TVS Motor, under Sudarshan Venu who was recently appointed managing director, has also made rapid strides in the export markets. The company exported 190,000 two-wheelers, a year-on-year growth of 43 per cent. During the year, TVS designed, developed and produced four motorcycle variants for specific segments of its international markets.
Royal Enfield is yet another two-wheeler brand that has seen its overseas brand acceptance grow steadily. “Our international business has been performing exceedingly well over the last few years and we have witnessed a strong growth momentum in markets outside India,” a company spokesperson said, adding, “Over the past five years, we have invested hugely in growing our retail infrastructure across the world. Starting from one store in a city, Royal Enfield presently has over 150 exclusive stores and more than 660 multi-brand outlets in over 60 countries around the world.”

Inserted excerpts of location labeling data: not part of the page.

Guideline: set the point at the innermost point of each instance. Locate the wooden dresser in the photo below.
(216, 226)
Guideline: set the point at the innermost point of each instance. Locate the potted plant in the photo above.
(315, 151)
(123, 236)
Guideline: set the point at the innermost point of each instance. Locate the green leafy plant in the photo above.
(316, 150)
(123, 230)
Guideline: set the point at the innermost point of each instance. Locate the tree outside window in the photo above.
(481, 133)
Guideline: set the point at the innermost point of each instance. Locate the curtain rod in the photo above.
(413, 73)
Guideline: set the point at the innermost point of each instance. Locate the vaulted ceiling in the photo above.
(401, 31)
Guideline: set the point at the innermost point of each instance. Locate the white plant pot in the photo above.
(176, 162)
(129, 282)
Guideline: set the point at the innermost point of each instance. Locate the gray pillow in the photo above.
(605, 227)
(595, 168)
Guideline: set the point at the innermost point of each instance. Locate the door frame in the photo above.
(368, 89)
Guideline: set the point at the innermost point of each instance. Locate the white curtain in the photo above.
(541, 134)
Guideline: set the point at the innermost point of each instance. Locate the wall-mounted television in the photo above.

In Thailand, Royal Enfield featured among the top three brands in the mid-size segment and was the top-selling motorcycle brand in New Zealand for June 2021 in the 250-1000 cc category. Its European market has grown 11 per cent in the past five years. “In the Americas (North America and Latin America), our wholesales have doubled almost every year since 2016, with a CAGR of over 70 per cent over the course of the last five years,” the spokesperson said.
Africa and Latin America, where Bajaj Auto and TVS are early movers, are the two regions that have remained favoured export destinations and are expected to do well in the mid to long term. The duo accounts for 55-60 per cent of the exports from India, said CRISIL’s Thakkar. The two-wheeler exports will easily achieve a compounded annual growth rate of 8-10 per cent over the next 5-7 years, he added.
Not everyone is as optimistic. “Most of the Latin American and African countries are struggling due to currency depreciation and high inflation. This will impact local demand and hence could impact exports adversely,” said an analyst at a brokerage. Indeed, the weakening of most currencies against the dollar and persistent inflation sweeping the globe may play spoilsport for Indian two-wheeler makers as they seek to rev up their international business.